Christmas lights have always been a tradition in Durban, and every year the city’s main shopping street, West Street, today, Dr Pixley kaSeme, was decked out with a festive flourish. In fact, West Street has always been in for a party, right down to the very first electrification of the city in time for Queen Victoria’s diamond jubilee in 1897.
So successful was the city’s Christmas lights that people used to take trips into Durban at night just to look at them, creating traffic congestion, as seen in the early picture when West Street was still two ways. The architecture of Dr Pixley kaSeme has changed so dramatically, and together with the fact that it’s dark makes it difficult to pinpoint where the picture was shot from.

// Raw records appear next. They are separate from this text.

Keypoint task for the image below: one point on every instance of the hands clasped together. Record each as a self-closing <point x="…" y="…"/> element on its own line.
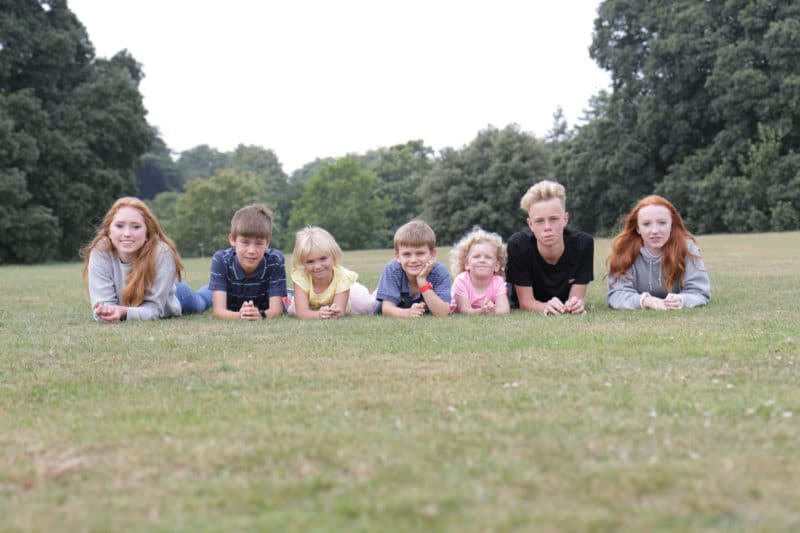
<point x="670" y="301"/>
<point x="573" y="306"/>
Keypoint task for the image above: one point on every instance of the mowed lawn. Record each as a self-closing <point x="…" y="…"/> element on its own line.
<point x="641" y="421"/>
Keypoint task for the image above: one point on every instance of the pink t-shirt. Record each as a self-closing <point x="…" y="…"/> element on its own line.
<point x="463" y="286"/>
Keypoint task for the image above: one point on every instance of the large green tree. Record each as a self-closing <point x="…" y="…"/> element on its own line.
<point x="342" y="198"/>
<point x="264" y="165"/>
<point x="483" y="183"/>
<point x="72" y="128"/>
<point x="704" y="108"/>
<point x="157" y="172"/>
<point x="400" y="170"/>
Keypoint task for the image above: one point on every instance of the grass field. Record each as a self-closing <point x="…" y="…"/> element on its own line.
<point x="645" y="421"/>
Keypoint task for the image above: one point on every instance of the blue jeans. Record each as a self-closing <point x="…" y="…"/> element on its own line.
<point x="192" y="302"/>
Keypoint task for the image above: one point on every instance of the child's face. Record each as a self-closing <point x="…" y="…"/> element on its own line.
<point x="655" y="226"/>
<point x="482" y="260"/>
<point x="249" y="251"/>
<point x="547" y="220"/>
<point x="319" y="265"/>
<point x="128" y="233"/>
<point x="414" y="259"/>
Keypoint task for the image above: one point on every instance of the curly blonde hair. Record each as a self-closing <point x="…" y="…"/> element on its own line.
<point x="459" y="252"/>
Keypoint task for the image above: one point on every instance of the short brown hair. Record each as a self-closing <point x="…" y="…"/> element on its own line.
<point x="414" y="233"/>
<point x="253" y="221"/>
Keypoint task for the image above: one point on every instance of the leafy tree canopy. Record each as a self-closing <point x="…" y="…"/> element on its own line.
<point x="705" y="109"/>
<point x="342" y="198"/>
<point x="72" y="128"/>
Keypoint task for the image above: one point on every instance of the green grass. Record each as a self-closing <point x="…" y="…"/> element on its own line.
<point x="610" y="421"/>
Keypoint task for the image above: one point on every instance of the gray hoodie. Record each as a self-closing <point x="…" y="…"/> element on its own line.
<point x="645" y="277"/>
<point x="107" y="276"/>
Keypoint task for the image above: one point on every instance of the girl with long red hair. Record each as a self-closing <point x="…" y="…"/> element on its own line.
<point x="655" y="262"/>
<point x="133" y="270"/>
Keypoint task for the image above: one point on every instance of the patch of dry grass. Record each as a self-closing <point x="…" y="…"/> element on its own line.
<point x="613" y="420"/>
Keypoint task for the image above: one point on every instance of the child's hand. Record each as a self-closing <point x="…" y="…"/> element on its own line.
<point x="575" y="306"/>
<point x="422" y="277"/>
<point x="249" y="311"/>
<point x="109" y="313"/>
<point x="416" y="310"/>
<point x="651" y="302"/>
<point x="330" y="311"/>
<point x="554" y="307"/>
<point x="336" y="311"/>
<point x="673" y="301"/>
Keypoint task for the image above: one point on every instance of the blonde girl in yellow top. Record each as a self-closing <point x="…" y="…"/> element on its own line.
<point x="322" y="287"/>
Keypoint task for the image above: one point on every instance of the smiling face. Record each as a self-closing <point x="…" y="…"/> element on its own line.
<point x="128" y="233"/>
<point x="482" y="260"/>
<point x="249" y="251"/>
<point x="547" y="220"/>
<point x="413" y="258"/>
<point x="654" y="224"/>
<point x="319" y="265"/>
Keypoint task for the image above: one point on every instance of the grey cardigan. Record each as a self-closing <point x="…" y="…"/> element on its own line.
<point x="645" y="277"/>
<point x="107" y="280"/>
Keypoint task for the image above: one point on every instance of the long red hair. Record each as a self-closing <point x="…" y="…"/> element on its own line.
<point x="626" y="246"/>
<point x="143" y="272"/>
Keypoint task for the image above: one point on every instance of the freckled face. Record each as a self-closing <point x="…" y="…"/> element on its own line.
<point x="128" y="233"/>
<point x="249" y="251"/>
<point x="654" y="224"/>
<point x="413" y="258"/>
<point x="482" y="260"/>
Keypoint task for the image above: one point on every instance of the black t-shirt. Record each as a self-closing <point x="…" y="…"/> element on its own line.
<point x="527" y="268"/>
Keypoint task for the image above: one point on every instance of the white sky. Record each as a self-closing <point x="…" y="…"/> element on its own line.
<point x="320" y="78"/>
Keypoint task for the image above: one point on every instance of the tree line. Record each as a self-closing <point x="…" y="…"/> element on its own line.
<point x="704" y="108"/>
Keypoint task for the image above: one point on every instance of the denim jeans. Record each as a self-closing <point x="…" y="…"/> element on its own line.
<point x="192" y="302"/>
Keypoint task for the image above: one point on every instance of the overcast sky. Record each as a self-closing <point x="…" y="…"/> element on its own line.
<point x="322" y="78"/>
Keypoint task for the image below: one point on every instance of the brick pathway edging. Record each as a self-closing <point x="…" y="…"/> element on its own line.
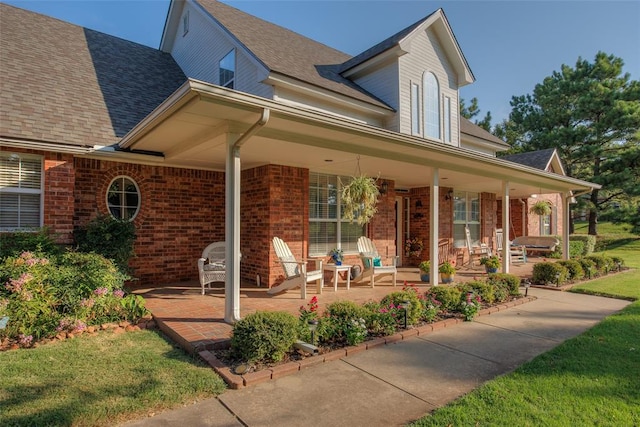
<point x="235" y="381"/>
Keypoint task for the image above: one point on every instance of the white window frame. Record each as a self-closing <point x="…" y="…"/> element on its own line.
<point x="415" y="109"/>
<point x="471" y="218"/>
<point x="333" y="215"/>
<point x="447" y="119"/>
<point x="227" y="82"/>
<point x="431" y="109"/>
<point x="6" y="189"/>
<point x="123" y="206"/>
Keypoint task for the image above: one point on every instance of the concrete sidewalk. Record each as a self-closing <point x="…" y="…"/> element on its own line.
<point x="398" y="383"/>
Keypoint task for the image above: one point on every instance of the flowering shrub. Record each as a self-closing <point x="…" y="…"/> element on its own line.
<point x="44" y="296"/>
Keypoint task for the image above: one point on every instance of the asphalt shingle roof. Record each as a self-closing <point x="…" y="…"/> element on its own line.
<point x="68" y="84"/>
<point x="288" y="53"/>
<point x="536" y="159"/>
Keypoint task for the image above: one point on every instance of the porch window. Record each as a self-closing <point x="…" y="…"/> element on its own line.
<point x="431" y="99"/>
<point x="466" y="213"/>
<point x="20" y="191"/>
<point x="415" y="109"/>
<point x="123" y="198"/>
<point x="227" y="68"/>
<point x="327" y="229"/>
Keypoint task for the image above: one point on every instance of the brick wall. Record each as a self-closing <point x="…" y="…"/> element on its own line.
<point x="275" y="202"/>
<point x="420" y="219"/>
<point x="181" y="212"/>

It’s probably just after the intersection with Field looking towards the Berea at the right-hand side of the road ‒ the north side. The building in the foreground may be Milady’s today, the tall art deco block in the middle ground Pixley House, with the art deco Nedbank building just after it still intact.
Our photographer, Doctor Ncgobo, was shooting a whole series of this year’s lights which we matched with an undated picture probably from the late seventies or early eighties, with West Street changed to one-way. The OK Bazaars building in the old picture is just behind the old Stuttafords building, which can be seen at the intersection with Joe Slovo (then Field) and painted gold in today’s picture.